OP here. I really enjoyed reading through Peter Norvig's AoC solutions a while back: https://github.com/norvig/pytudes/blob/master/ipynb/Advent%2...

I'm no Norvig, but I thought I'd try my hand at walking the reader through my own solutions this year. This is what I've come up with so far!

I'm currently 9th on the global leaderboard: https://adventofcode.com/2018/leaderboard


Hey OP, great job! While I see your notes that you've cleaned up your solutions after the fact, what you've published is remarkably clean, concise, and beautiful code.


Thank you!


9th on the leaderboard is insane, great work.


Well done. Great job taking the lead.


I love looking at other ways to solve these problems.

But I hope it remains clear to all that there's no singular right way to solve them. I remember writing a few of them thinking, "the big O is terrible but this is so much more obvious to read." Or even, "I bet part 2 will want to do X so I'll make it more robust for refactoring." So many variables. Fun to practice which ones you constrain.


I've enjoyed solving them on my own and then looking at the other solutions in the AoC subreddit. Its really interesting to see how people solve them in lots of languages including the language I wrote in. Usually I learn something new, and even if its in a different language I can see optimisations that I could apply to my solution.


I've really enjoyed these solutions in Javascript: https://beta.observablehq.com/collection/@mpcowan/advent-of-....

Observable has made it fun to follow along and re-run the code.


I recommend reading the solutions on the Advent of Code subreddit: https://www.reddit.com/r/adventofcode/

There are much more interesting, highly optimized solutions and better discussion, animations, etc.


Thanks for the link, OP.

Looking at just Days 1 and 2, the author has given examples that are certainly concise, but (arguably) at the expense of readability.

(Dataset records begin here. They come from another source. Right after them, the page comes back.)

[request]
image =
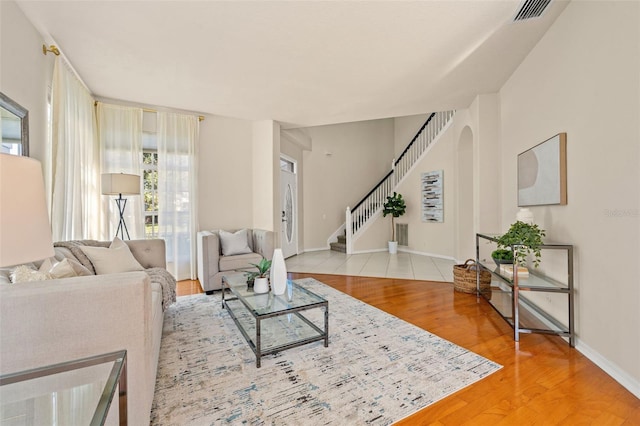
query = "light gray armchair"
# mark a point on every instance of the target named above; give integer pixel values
(213, 263)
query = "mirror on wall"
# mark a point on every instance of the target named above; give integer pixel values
(14, 127)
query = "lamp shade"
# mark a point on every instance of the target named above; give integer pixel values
(25, 232)
(120, 183)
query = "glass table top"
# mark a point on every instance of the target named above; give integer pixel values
(268, 303)
(74, 393)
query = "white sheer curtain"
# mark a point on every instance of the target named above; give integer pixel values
(177, 191)
(120, 135)
(75, 168)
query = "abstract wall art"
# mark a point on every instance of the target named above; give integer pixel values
(542, 173)
(432, 196)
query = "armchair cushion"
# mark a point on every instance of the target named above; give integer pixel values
(241, 261)
(234, 243)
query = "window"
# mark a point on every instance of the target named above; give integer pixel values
(150, 192)
(150, 174)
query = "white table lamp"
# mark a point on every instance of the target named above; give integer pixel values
(25, 231)
(118, 184)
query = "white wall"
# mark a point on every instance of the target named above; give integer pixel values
(225, 173)
(25, 73)
(583, 78)
(266, 176)
(344, 164)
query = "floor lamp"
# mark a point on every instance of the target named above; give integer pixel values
(118, 184)
(25, 233)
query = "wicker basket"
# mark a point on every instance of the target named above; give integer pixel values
(464, 277)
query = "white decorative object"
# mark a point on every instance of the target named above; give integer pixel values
(525, 215)
(393, 247)
(261, 285)
(278, 273)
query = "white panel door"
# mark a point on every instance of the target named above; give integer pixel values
(289, 213)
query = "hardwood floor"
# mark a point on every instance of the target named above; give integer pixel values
(543, 381)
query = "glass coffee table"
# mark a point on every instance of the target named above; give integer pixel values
(271, 323)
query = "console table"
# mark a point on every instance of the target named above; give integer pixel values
(518, 299)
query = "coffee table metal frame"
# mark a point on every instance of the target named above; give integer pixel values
(237, 285)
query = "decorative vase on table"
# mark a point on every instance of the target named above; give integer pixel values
(393, 247)
(261, 285)
(278, 273)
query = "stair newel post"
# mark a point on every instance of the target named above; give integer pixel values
(393, 170)
(348, 229)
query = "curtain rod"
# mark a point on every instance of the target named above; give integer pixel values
(200, 117)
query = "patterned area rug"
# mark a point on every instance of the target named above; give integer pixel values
(377, 369)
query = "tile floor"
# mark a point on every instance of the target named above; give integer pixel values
(378, 264)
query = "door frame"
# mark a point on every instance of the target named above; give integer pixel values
(295, 241)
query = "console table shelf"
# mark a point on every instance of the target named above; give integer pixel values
(511, 296)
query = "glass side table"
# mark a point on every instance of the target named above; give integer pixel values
(77, 392)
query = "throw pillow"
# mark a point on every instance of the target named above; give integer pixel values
(24, 273)
(235, 243)
(66, 268)
(116, 258)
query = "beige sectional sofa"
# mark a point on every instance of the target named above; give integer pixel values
(48, 322)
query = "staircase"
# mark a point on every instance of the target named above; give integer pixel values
(371, 204)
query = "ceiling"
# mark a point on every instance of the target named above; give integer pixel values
(302, 63)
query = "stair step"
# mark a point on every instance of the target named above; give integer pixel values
(341, 247)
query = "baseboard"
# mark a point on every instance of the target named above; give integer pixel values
(421, 253)
(619, 375)
(370, 251)
(315, 249)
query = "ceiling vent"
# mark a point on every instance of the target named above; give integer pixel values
(531, 9)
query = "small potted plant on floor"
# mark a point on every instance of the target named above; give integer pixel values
(260, 280)
(528, 239)
(396, 207)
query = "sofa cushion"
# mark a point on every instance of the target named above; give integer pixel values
(234, 243)
(28, 273)
(66, 268)
(116, 258)
(241, 261)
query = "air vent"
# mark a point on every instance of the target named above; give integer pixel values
(402, 234)
(531, 9)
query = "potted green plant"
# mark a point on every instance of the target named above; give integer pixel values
(528, 239)
(396, 207)
(260, 280)
(502, 256)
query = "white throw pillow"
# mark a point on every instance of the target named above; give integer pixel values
(24, 273)
(116, 258)
(235, 243)
(66, 268)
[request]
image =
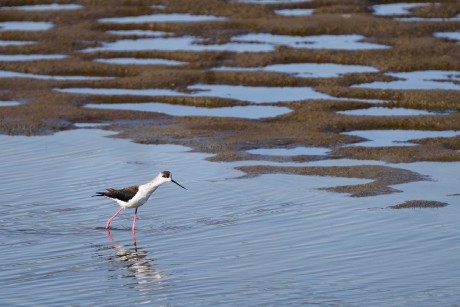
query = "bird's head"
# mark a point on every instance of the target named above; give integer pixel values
(167, 176)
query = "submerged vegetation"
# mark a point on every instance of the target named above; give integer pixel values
(411, 47)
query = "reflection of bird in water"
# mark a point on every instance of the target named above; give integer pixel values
(136, 262)
(136, 195)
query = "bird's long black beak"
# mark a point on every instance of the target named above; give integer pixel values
(172, 180)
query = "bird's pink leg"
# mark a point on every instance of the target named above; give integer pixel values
(134, 221)
(110, 219)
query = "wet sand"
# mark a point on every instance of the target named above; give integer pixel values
(411, 47)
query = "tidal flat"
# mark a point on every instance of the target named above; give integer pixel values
(226, 93)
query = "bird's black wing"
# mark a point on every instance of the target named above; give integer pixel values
(123, 194)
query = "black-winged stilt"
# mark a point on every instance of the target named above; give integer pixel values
(136, 195)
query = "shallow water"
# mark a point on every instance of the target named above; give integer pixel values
(416, 19)
(44, 7)
(30, 57)
(296, 151)
(381, 138)
(394, 9)
(4, 43)
(382, 111)
(274, 239)
(147, 33)
(449, 35)
(294, 12)
(418, 80)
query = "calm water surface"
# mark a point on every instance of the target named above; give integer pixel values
(269, 240)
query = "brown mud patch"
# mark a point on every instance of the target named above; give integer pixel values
(419, 204)
(311, 122)
(382, 177)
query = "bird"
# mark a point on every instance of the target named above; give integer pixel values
(136, 195)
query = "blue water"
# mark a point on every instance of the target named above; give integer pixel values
(271, 240)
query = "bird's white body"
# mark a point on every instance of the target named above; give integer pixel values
(142, 195)
(135, 196)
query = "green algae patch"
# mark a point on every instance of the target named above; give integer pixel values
(419, 204)
(382, 177)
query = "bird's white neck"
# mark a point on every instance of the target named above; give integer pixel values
(154, 184)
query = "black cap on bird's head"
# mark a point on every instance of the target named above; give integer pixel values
(168, 177)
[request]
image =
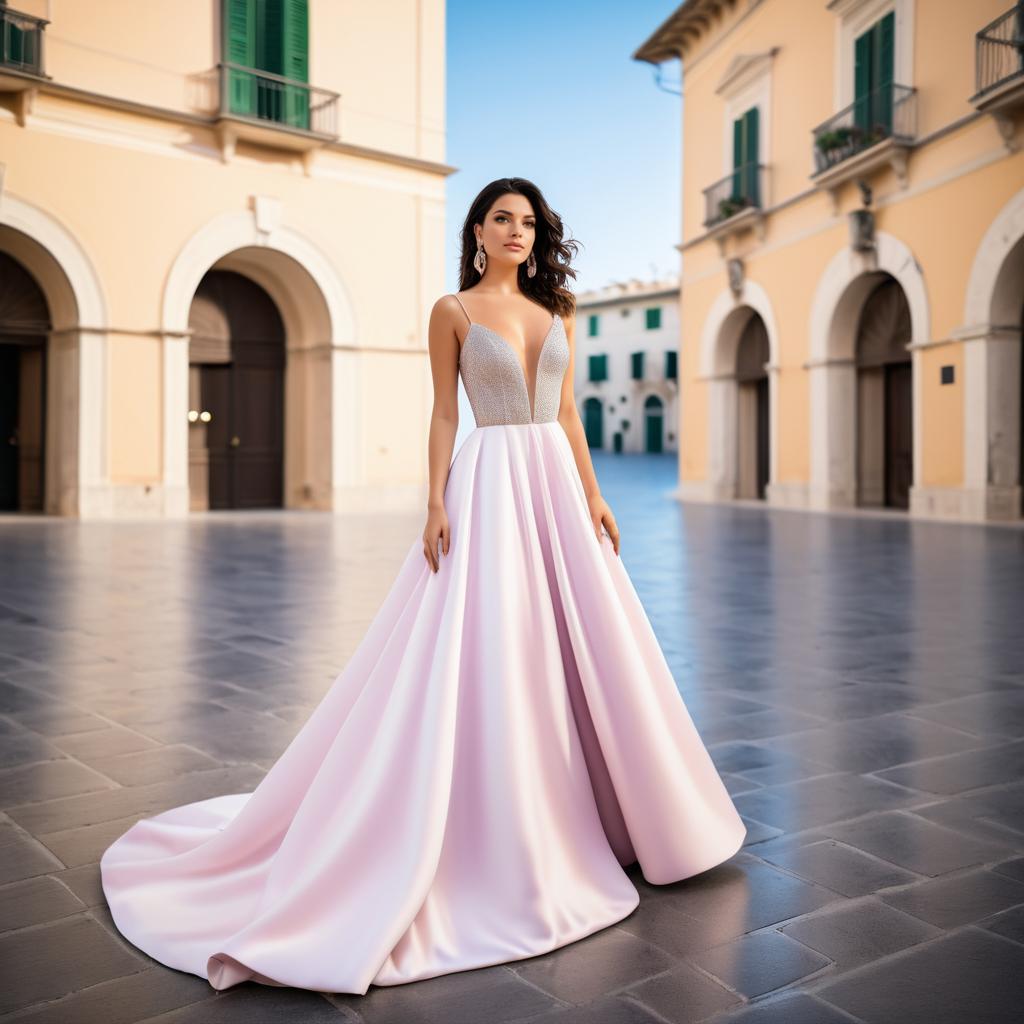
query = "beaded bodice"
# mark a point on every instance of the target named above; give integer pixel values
(496, 382)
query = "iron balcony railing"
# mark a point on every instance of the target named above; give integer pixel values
(249, 92)
(998, 50)
(737, 190)
(888, 112)
(22, 41)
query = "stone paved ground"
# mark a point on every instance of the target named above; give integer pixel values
(858, 680)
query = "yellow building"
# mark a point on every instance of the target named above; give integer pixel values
(852, 286)
(221, 232)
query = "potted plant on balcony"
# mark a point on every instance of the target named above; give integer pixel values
(727, 207)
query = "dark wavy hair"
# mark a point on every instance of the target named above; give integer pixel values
(553, 252)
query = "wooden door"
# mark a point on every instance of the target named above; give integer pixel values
(245, 435)
(9, 372)
(762, 437)
(594, 423)
(238, 347)
(899, 439)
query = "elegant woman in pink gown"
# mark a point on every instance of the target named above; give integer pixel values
(507, 735)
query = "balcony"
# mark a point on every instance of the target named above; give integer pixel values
(877, 129)
(20, 50)
(733, 203)
(999, 68)
(261, 107)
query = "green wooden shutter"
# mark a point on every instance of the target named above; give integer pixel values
(240, 48)
(862, 81)
(295, 59)
(885, 40)
(751, 150)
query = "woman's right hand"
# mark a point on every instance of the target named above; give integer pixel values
(435, 529)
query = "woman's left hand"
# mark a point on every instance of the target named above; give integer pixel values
(601, 517)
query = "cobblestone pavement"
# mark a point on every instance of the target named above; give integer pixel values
(858, 680)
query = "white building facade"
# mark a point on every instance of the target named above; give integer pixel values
(627, 355)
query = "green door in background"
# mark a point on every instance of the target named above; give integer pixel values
(654, 419)
(593, 421)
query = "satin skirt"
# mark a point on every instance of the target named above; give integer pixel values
(506, 737)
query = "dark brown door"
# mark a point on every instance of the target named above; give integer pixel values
(763, 446)
(899, 439)
(25, 323)
(244, 393)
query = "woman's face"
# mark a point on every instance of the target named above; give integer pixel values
(510, 222)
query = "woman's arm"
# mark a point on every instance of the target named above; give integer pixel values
(443, 346)
(568, 417)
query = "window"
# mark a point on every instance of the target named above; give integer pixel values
(872, 76)
(744, 158)
(267, 36)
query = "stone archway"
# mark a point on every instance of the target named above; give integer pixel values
(993, 371)
(76, 476)
(845, 287)
(323, 442)
(885, 422)
(729, 318)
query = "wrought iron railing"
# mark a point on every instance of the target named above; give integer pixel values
(249, 92)
(999, 50)
(735, 192)
(888, 112)
(22, 41)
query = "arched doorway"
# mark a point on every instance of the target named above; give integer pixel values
(25, 327)
(653, 414)
(236, 395)
(885, 398)
(593, 420)
(753, 446)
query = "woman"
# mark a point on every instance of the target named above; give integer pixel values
(506, 737)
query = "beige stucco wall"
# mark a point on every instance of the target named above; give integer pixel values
(134, 188)
(956, 184)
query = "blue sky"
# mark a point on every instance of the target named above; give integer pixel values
(550, 92)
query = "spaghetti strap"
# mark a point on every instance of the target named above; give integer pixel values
(464, 309)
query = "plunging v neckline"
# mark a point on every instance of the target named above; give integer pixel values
(530, 400)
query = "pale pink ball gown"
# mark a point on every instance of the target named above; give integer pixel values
(506, 736)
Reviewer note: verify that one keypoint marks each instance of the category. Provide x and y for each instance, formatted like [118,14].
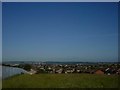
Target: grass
[61,81]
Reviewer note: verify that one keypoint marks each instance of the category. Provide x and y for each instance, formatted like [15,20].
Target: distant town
[67,68]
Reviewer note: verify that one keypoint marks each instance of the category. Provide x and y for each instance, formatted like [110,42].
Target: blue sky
[60,31]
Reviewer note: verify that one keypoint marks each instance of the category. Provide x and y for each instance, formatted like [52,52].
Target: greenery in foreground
[61,81]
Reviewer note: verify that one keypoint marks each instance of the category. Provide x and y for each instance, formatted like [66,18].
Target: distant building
[99,72]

Similarly, the Day 2 part 2 answer is concise at the expense of performance, as there is a lot of duplicated comparisons and comparisons that could be skipped.


In an alternate reality, I made the solutions more performant and you criticized them for being too verbose.


I think it's worth noting that the problems are such that many solution don't need performance, and then later there are problems that do need performance, and of course those that no matter how much performance you had you have to work another approach entirely.

I was amused watching some people doing day 9 having solved it using a good datastructure and confused why p2 was so simple, vs watching people having no idea about their languages performance for the baked in collections they were using.


Fair point. I wasn't trying to necessarily criticize the solutions, but personally found differences between the given solutions and my own enlightening.


Haha, fair enough. There's certainly a balance to be made.


Thank you for this. I always like reading people's writeups for problems like these. Cheers.


Im still stuck on Day 15 in F# :| Trying to resist copying OPs python search algorithm.


And it might not even work. Some solutions work only on a fraction of inputs due to a vicious tie-breaking rule.